The European Union’s Article 7 procedures currently under way against Hungary and Poland should be upheld until issues around the rule of law in those countries are resolved, Didier Reynders, EU Commissioner for Justice, told the European Parliament’s Committee on Civil Liberties, Justice, and Home Affairs (LIBE), in Brussels late on Monday.
Reynders said, however, that he hoped the governments of the two countries would give consideration to finding a solution to outstanding issues.
Helena Dalli, Commissioner for Equality, referring to a Hungarian bill on stipulating that fathers must be male and mothers female, called on Hungary to observe international law regarding the family.

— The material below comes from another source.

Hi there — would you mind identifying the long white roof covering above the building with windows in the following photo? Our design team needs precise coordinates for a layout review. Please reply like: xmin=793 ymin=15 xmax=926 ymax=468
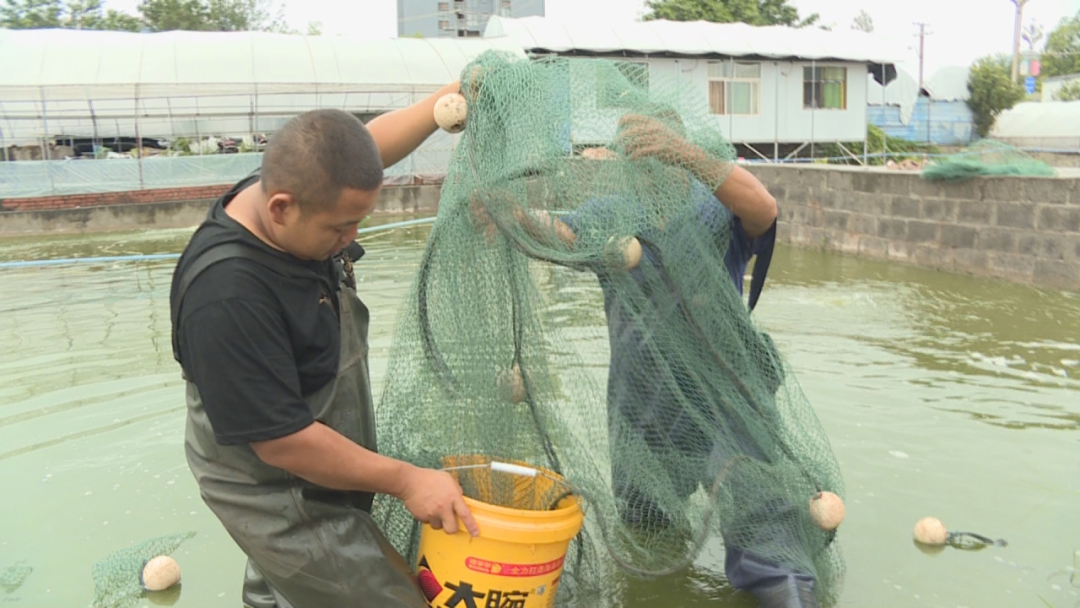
xmin=484 ymin=16 xmax=901 ymax=65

Balázs Hidvéghi, MEP of Hungary’s ruling Fidesz, told MTI that Monday’s session had been “the usual, one-sided performance” by left-liberal MEPs, who “regularly attack Hungary”. He insisted that the Article 7 procedure was politically motivated, and “entirely based on lies”. “Expropriating the rule of law for political purposes will undermine trust between member states and seriously impact EU unity,” he said.
Concerning family law, Hidvéghi said such regulations were exclusively a national competence, adding it was “absurd” that the issue had been put on the committee’s agenda. “Using the rule of law as an excuse, they are seeking to prescribe what we should think about families, marriages, or raising children,” he said.
Anna Donáth, MEP of the Hungarian opposition Momentum Movement, said accused the Hungarian government of “deliberately undermining human rights”. She said that the draft constitutional amendment concerning sexual minorities served a political purpose to “divert attention from another proposal concerning public funds”.